While Prime Minister Justin Trudeau has made considerable efforts toward reconciliation and creating economic opportunities for First Nations, his government remains notably silent on dealing with systemic racism within the justice and corrections systems. Restorative justice delayed is restorative justice denied. It is clear this is not a problem that will heal itself.

Canadians spend so much money on policing despite knowing that it can’t solve the pressing social problems facing marginalized communities. In recent days, there have been mounting calls all over the world to “defund the police.” My question is this: When our young First Nations, in distress, call for help, are the police the right people to answer?

As a country, our focus must be on peace and justice more than law and order.

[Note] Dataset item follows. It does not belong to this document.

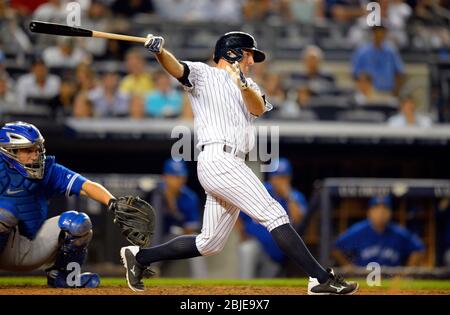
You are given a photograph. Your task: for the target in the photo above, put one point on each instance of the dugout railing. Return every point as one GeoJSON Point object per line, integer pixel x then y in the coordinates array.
{"type": "Point", "coordinates": [334, 200]}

Some would try to argue that the difference between those two philosophies is minimal, but I believe it is the difference between life and death. Instead of putting more guns and armoured cars in the hands of police forces, let’s try funding better schools and after-school sports programs that are proven to successfully reduce drug use and gang violence. Instead of more police officers, let’s focus on ones that are better trained, with higher compensation available to retain those with the best records for de-escalating conflict and not harming those they’re supposed to be helping.

The memory of Martin Luther King has been evoked many times over the past few weeks. One thing he said has always stood out to me: “The ultimate measure of a man is not where he stands in moments of comfort and convenience, but where he stands at times of challenge and controversy.” It is hard to imagine more challenging times than these, yet it is precisely now that we need Mr. Trudeau and his team to finish the job that they started.